After nearly 20 years of coming out on Thursday, The Coast has lots of good memories associated with this day. There’s Thursday, June 17, 1993, when the first-ever issue came out. And Thursday, April 24, 1997, when we graduated from biweekly publishing to come out every week. And a bunch more. But today might just be The. Best. Thursday. Ever.
The Michener Awards' motto: Truth in the service of freedom.
The Michener Awards Foundation announced the six finalists
for this year’s Michener Award. This is the single biggest honour in Canadian journalism, period. The Micheners have none of the separate categories, divisions or genres so useful to spreading the wealth at other award functions. In a move that would be like rolling all the Academy Awards into one giant Oscar, all the Michener’s eggs are in one basket, a basket dauntingly labelled “journalism that makes a significant impact on the public good.”
And now The Coast is in that basket.
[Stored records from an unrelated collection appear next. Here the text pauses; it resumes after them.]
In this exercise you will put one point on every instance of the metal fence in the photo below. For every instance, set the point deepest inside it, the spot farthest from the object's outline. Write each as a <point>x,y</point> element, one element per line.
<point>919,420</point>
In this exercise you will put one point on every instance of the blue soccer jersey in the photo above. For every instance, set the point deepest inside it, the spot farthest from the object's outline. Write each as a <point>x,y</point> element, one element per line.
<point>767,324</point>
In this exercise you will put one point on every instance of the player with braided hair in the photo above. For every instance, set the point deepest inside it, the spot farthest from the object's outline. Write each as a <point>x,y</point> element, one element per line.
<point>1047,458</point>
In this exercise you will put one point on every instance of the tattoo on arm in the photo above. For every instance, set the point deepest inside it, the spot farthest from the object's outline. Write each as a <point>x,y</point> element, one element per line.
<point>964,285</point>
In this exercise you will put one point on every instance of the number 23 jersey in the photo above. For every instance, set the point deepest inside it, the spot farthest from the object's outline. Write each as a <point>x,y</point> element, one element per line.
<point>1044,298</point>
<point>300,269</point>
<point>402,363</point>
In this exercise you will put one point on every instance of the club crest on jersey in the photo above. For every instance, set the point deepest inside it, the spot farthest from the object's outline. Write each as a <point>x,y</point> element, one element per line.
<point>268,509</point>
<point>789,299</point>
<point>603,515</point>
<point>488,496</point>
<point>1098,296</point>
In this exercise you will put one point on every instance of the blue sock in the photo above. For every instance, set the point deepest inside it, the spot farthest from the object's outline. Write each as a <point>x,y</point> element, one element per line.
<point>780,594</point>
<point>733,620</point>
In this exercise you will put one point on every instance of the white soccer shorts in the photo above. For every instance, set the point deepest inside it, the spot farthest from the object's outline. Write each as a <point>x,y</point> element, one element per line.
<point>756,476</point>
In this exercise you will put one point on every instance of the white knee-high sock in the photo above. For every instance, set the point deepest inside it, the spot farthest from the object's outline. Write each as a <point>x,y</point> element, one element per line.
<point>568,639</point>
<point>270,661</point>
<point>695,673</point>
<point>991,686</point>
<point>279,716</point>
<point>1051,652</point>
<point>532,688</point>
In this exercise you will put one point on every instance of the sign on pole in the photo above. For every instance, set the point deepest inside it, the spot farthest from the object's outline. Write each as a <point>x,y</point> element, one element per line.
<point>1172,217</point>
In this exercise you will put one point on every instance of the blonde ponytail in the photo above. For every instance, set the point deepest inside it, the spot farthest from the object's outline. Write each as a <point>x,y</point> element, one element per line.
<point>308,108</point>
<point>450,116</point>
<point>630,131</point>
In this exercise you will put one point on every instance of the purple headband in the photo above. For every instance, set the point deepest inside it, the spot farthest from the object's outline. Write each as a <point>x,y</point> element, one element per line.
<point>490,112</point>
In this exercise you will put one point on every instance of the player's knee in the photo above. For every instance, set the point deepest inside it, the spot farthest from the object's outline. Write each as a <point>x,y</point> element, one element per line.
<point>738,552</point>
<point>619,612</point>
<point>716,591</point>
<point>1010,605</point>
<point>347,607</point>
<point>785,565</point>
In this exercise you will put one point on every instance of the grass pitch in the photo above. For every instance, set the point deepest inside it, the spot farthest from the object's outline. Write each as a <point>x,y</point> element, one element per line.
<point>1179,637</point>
Holy shit.
Canada’s governor general, David Johnston, will be giving out the award in Ottawa on June 18. But really, the Michener is probably the reason they invented the idea that it’s an honour just to be nominated. You’ll understand when you read the Michener Foundation’s description
of the six finalists below. And now if you’ll excuse me, I have some champagne to drink.
The Canadian Broadcasting Corporation and Société Radio-Canada’s Enquête
CBC’s Investigative Unit and Enquête demonstrated links between industry funding and “independent” research that had downplayed the health risks of asbestos mining in Canada to support a “safe use” policy of continued exports to Third World countries. The compelling series forced government finally to act on a serious public health issue. The newly elected PQ government rejected a proposal to re-open a Quebec asbestos mine. Ottawa withdrew its opposition to putting warnings on asbestos exports, Saskatchewan created an asbestos registry of government buildings, and the asbestos lobby, the Chrysotile Institute, closed.
In the lead up to the 2012 municipal election, the investigation by The Coast, an independent alternative weekly newspaper, revealed that Halifax’s popular three-term mayor had taken more than $160,000 from an estate of which he was the executor. More than seven years after the death of Mary Thibault, Peter Kelly had not dispersed hundreds of thousands of dollars to charities and her heirs. The impact of this exemplary reporting was immediate: Mayor Kelly chose not to seek re-election, which changed the focus of the election campaign.
Postmedia News and The Ottawa Citizen
The detailed and sustained reporting exposed the use of “robocalls” to mislead and harass voters during the 2011 federal election campaign. The coverage shed light on how technology can subvert our most fundamental democratic value: the right to vote in a fairly run election. The impact has been resounding: Elections Canada is investigating a deluge of complaints about calls sending voters to non-existent polling stations; a Federal Court ruling is pending on a legal challenge to overturn results in six ridings; charges were laid against a PC campaign worker.
The death of a young woman led to this investigation into the business of miracle cures in Quebec. The multimedia inquiry tracks the tentacles of these healers in hospitals and schools, exposing fraudulent receipts for insurance claims and tax receipts, and few prosecutions. The series shocked the medical community into action. The Association of Psychologists and the Quebec College of Physicians launched inquiries into these fake healers. The College has asked the Ministry of Justice to enact laws to prosecute such charlatans.
The Toronto Star
The autism project turned the spotlight on the failure of Ontario’s health and social policies to address the challenges faced at different stages of life by those with autism. The comprehensive series looked at all facets of the issue – from groundbreaking scientific research to the heartbreaking stories of young people, homeless or in jail due to the severe shortage of services and funding. The series sparked an intense debate and put questions about treatment squarely on the political agenda. The province is reviewing children’s services and looking at ways to bridge gaps for young adults.
The Vancouver Sun
Catastrophic explosions that killed four workers at two northern B.C. sawmills led The Sun to investigate gaps in public safety concerning the risk of wood-dust explosions. Using inspection records from WorkSafeBC, the provincial fire commissioner and local fire departments, The Sun created databases to analyze the documents. They found that frequently wood dust was involved in fires and that fire-code inspections were lax. The impact was swift. The B.C. government created a program to reduce the risk of dust explosions, and major forest companies promised an independent audit of dust levels.